Dialogues des morts/Dialogue 27

Texte établi par Émile FaguetNelson (p. 257-258).


XXVII

ALEXANDRE ET DIOGÈNE


Combien la flatterie est pernicieuse aux princes


Diogène. — Ne vois-je pas Alexandre parmi les morts ?

Alexandre. — Tu ne te trompes pas, Diogène.

Diogène. — Eh, comment ! les dieux meurent-ils ?

Alexandre. — Non pas les dieux, mais les hommes mortels par leur nature.

Diogène. — Mais crois-tu n’être qu’un simple homme ?

Alexandre. — Hé ! pourrais-je avoir un autre sentiment de moi-même ?

Diogène. — Tu es bien modeste après ta mort. Rien n’aurait manqué à ta gloire, Alexandre, si tu l’avais été autant pendant ta vie.

Alexandre. — En quoi donc me suis-je si fort oublié ?

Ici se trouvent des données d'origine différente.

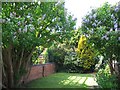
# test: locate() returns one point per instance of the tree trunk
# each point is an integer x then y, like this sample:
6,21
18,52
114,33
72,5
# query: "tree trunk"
7,59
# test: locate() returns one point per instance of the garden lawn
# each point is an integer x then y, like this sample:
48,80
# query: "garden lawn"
64,80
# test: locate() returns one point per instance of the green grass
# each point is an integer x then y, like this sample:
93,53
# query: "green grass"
63,80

Diogène. — Tu le demandes, toi qui, non content d’être le fils d’un grand roi qui s’était rendu maître de la Grèce entière, prétendais venir de Jupiter ? On te faisait la cour, en te disant qu’un serpent s’était approché d’Olympias. Tu aimais mieux avoir ce monstre pour père, parce que cela flattait davantage ta vanité, que d’être descendu de plusieurs rois de Macédoine, parce que tu ne trouvais rien dans cette naissance au-dessus de l’humanité. Ne souffrais-tu pas les basses et honteuses flatteries de la prêtresse de Jupiter-Ammon ? Elle répondit que tu blasphémais en supposant que ton père pouvait avoir des meurtriers ; tu sus profiter de ses salutaires avis, et tu évitas avec un grand soin de tomber dans la suite dans de pareilles impiétés. Ô homme trop faible pour supporter les talents que tu avais reçus du ciel !

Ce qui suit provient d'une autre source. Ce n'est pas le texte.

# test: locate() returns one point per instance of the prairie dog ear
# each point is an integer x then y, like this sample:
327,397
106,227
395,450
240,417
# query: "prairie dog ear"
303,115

Alexandre. — Crois-tu, Diogène, que j’aie été assez insensé pour ajouter foi à toutes ces fables ?

Diogène. — Pourquoi donc les autorisais-tu ?

Alexandre. — C’est qu’elles m’autorisaient moi-même. Je les méprisais et je m’en servais parce qu’elles me donnaient un pouvoir absolu sur les hommes. Ceux qui auraient peu considéré le fils de Philippe tremblaient devant le fils de Jupiter. Les peuples ont besoin d’être trompés : la vérité est faible auprès d’eux ; le mensonge est tout puissant sur leur esprit. La seule réponse de la prêtresse, dont tu parles avec dérision, a plus avancé mes conquêtes que mon courage et toutes les ressources de mon esprit. Il faut connaître les hommes, se proportionner à eux, et les mener par les voies par lesquelles ils sont capables de marcher.

Diogène. — Les hommes du caractère que tu dépeins sont dignes de mépris, comme l’erreur à laquelle ils sont livrés ; et, pour être estimé de ces hommes vils, tu as eu recours au mensonge, qui t’a rendu plus indigne qu’eux.